Oleh Melky Koli Baran
Rencana penambangan emas di Lembata semakin panas saja. Tarik menarik antara pemerintah dan rakyat memuncak. Tanggal 3 Mei digelar Seminar Nasional di Lewoleba. Suara mayoritas mempersoalkan substansi daya rusak lingkungan dan sosial yang kini sangat konsisten diabaikan pemerintah. Setelah seminar, pemerintah mulai gertak rakyat. Tanggal 5 Mei Bupati Lembata mengeluarkan surat pencabutan izin pengelolaan kawasan hutan lindung yang pernah ia berikan kepada masyarakat Leragere pada masa menjelang Pemilihan Bupati yang dimenangkannya. Penyerahan yang telah pula disyukuri rakyat dan Uskup Larantuka Mgr. Fransiskus Kopong Kung, Pr dalam Ekaristi. Sementara DPRD diam-diam bertemu Merukh di Denpasar medio Mei 2008.

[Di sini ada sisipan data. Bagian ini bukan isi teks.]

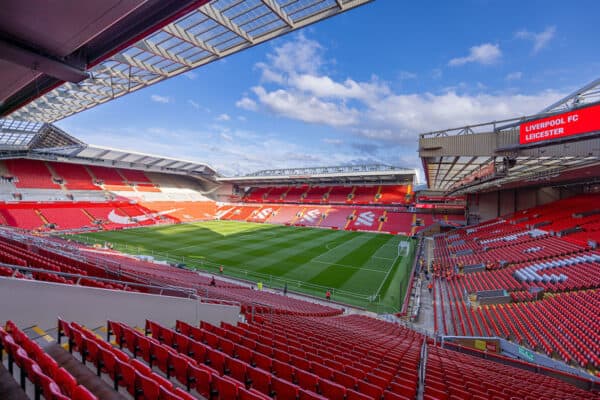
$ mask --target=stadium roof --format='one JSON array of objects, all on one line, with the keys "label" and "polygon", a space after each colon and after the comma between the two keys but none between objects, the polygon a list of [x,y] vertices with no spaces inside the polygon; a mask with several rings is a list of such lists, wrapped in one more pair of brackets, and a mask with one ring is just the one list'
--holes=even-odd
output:
[{"label": "stadium roof", "polygon": [[0,116],[54,122],[372,0],[6,0]]},{"label": "stadium roof", "polygon": [[220,182],[239,185],[308,183],[398,183],[410,181],[416,171],[390,165],[348,165],[337,167],[286,168],[257,171],[245,176],[219,177]]},{"label": "stadium roof", "polygon": [[[562,180],[589,181],[594,176],[583,172],[598,172],[600,131],[523,144],[519,127],[598,106],[599,100],[600,79],[533,116],[421,134],[419,155],[429,188],[465,194]],[[573,174],[575,170],[582,173]]]},{"label": "stadium roof", "polygon": [[32,158],[214,179],[208,164],[89,145],[52,124],[0,119],[0,158]]}]

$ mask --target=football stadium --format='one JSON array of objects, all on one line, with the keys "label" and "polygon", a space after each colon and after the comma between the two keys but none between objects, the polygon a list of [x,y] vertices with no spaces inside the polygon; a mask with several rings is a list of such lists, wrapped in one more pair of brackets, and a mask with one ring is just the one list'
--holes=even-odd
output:
[{"label": "football stadium", "polygon": [[381,1],[0,6],[0,399],[600,399],[600,79],[413,132],[417,168],[60,123]]}]

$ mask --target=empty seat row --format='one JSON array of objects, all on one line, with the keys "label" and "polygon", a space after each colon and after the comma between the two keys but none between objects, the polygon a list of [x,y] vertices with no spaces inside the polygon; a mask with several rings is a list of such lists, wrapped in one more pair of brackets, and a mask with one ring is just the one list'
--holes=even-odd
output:
[{"label": "empty seat row", "polygon": [[96,399],[12,321],[6,323],[6,330],[0,328],[0,358],[2,350],[8,354],[9,372],[13,374],[14,365],[19,367],[21,388],[25,390],[26,379],[34,385],[36,400],[41,395],[46,400]]}]

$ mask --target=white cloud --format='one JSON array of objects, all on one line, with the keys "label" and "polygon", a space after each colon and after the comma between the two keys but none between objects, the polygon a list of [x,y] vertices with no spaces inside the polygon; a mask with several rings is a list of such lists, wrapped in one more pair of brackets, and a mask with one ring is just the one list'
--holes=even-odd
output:
[{"label": "white cloud", "polygon": [[[312,52],[316,63],[308,65],[301,60],[296,68],[290,62],[296,50],[301,55]],[[499,46],[484,44],[474,47],[466,57],[469,60],[464,62],[493,63],[501,55]],[[377,77],[339,79],[327,72],[331,62],[323,56],[322,47],[303,36],[284,43],[258,66],[263,83],[244,93],[236,106],[333,127],[356,141],[340,135],[325,137],[321,139],[324,144],[344,145],[344,151],[335,152],[336,158],[328,158],[326,149],[330,146],[323,146],[324,154],[319,153],[314,159],[306,149],[292,148],[288,158],[282,156],[285,160],[275,164],[277,167],[293,165],[294,158],[295,165],[385,162],[419,168],[416,155],[419,133],[532,114],[563,96],[556,91],[489,93],[490,89],[477,81],[435,93],[400,93]],[[269,79],[265,71],[270,74]],[[441,70],[431,72],[434,78],[442,76]],[[237,144],[237,140],[233,143]],[[256,151],[259,154],[262,150]],[[311,151],[321,149],[313,146]],[[269,158],[269,162],[275,161]]]},{"label": "white cloud", "polygon": [[530,32],[528,30],[521,30],[515,34],[518,39],[530,40],[533,42],[533,53],[536,54],[540,50],[548,46],[548,43],[554,38],[556,34],[556,26],[549,26],[542,32]]},{"label": "white cloud", "polygon": [[523,77],[523,73],[521,71],[516,71],[516,72],[511,72],[510,74],[506,75],[506,79],[507,81],[518,81],[519,79],[521,79]]},{"label": "white cloud", "polygon": [[484,43],[479,46],[473,46],[469,49],[469,55],[465,57],[453,58],[448,62],[451,67],[464,65],[470,62],[476,62],[483,65],[496,63],[502,57],[502,51],[497,44]]},{"label": "white cloud", "polygon": [[192,107],[194,107],[196,110],[200,109],[200,104],[198,104],[197,102],[195,102],[194,100],[188,100],[188,104]]},{"label": "white cloud", "polygon": [[340,99],[374,99],[382,94],[389,93],[385,84],[377,82],[374,78],[371,82],[358,83],[352,79],[344,82],[335,82],[328,76],[296,75],[290,78],[289,84],[294,88],[310,92],[318,97],[340,98]]},{"label": "white cloud", "polygon": [[246,117],[244,117],[243,115],[238,115],[237,119],[238,121],[246,122]]},{"label": "white cloud", "polygon": [[323,143],[327,143],[327,144],[343,144],[344,141],[342,139],[332,139],[332,138],[325,138],[322,140]]},{"label": "white cloud", "polygon": [[258,110],[258,105],[256,102],[248,97],[243,97],[235,103],[236,107],[243,108],[248,111],[256,111]]},{"label": "white cloud", "polygon": [[267,92],[253,88],[259,102],[275,114],[309,123],[347,126],[358,122],[358,111],[344,104],[321,100],[317,96],[278,89]]},{"label": "white cloud", "polygon": [[233,136],[231,136],[225,132],[221,132],[220,136],[221,136],[221,139],[227,140],[228,142],[231,142],[233,140]]},{"label": "white cloud", "polygon": [[229,121],[229,120],[231,120],[231,117],[228,114],[220,114],[219,116],[217,116],[216,120],[217,121]]},{"label": "white cloud", "polygon": [[[416,139],[417,133],[533,114],[563,94],[549,91],[522,94],[392,95],[370,105],[371,129],[387,128],[394,141]],[[375,131],[380,132],[380,131]],[[373,131],[363,132],[373,137]],[[381,136],[381,135],[380,135]]]},{"label": "white cloud", "polygon": [[162,103],[162,104],[167,104],[167,103],[172,103],[173,99],[169,96],[161,96],[158,94],[153,94],[152,96],[150,96],[150,100],[156,102],[156,103]]},{"label": "white cloud", "polygon": [[194,71],[188,71],[188,72],[184,72],[183,76],[185,76],[186,78],[188,78],[190,80],[195,80],[198,77],[198,73],[196,73]]}]

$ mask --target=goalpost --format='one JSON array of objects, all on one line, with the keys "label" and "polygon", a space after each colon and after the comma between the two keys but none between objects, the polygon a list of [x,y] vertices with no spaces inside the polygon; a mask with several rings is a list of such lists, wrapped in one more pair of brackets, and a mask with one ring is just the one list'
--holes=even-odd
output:
[{"label": "goalpost", "polygon": [[410,252],[410,243],[409,242],[403,240],[400,243],[398,243],[398,257],[400,257],[402,255],[407,256],[409,252]]}]

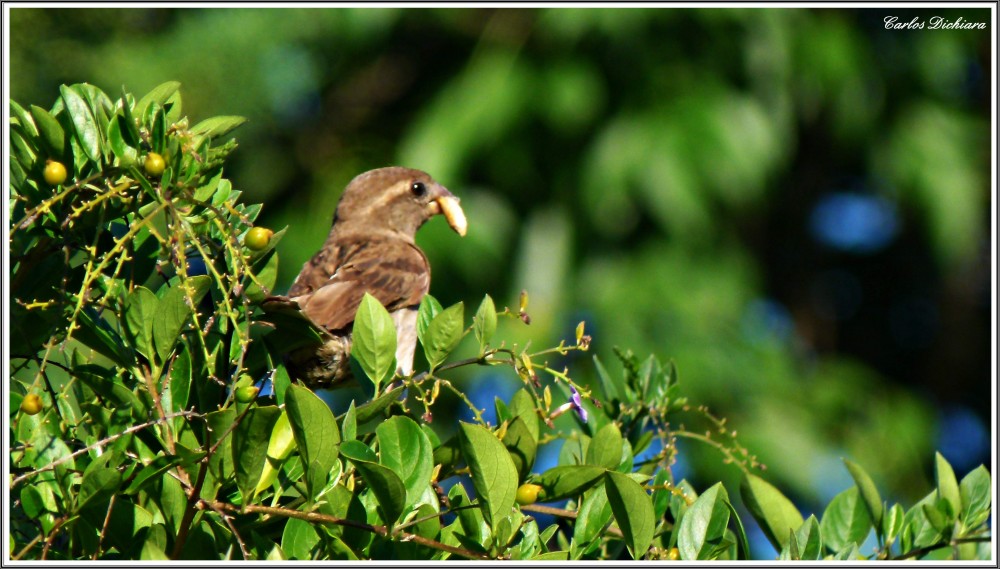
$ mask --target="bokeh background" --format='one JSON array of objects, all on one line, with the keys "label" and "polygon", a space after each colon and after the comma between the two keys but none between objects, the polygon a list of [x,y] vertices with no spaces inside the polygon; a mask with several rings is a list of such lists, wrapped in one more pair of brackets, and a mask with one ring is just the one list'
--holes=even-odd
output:
[{"label": "bokeh background", "polygon": [[[430,172],[470,221],[419,235],[442,303],[527,289],[532,324],[501,337],[552,345],[586,320],[614,372],[614,346],[674,360],[818,516],[851,484],[841,457],[906,504],[935,449],[959,476],[991,463],[990,15],[15,7],[9,86],[48,107],[60,83],[179,80],[192,120],[248,117],[227,177],[289,227],[279,292],[354,175]],[[589,356],[570,365],[591,379]],[[517,387],[457,376],[489,409]],[[682,451],[678,474],[736,491],[718,453]]]}]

Dom Helder Camara, seorang uskup dan pembela kaum tertindas dalam pergumulan dan refleksi keterlibatannya terhadap kasus-kasus struktural semacam ini mencetuskan “Teori Spiral Kekerasan”. Kekerasan terhadap rakyat di negara-negara miskin dan berkembang terjadi dalam sebuah spiral karena keberpihakan negara terhadap investor. Spiral ini berevolusi meningkat. Karena kedekatan negara mendukung investasi maka terjadilah spiral kekerasan itu. Rakyat dipojokkan dan didudukan sebagai korban.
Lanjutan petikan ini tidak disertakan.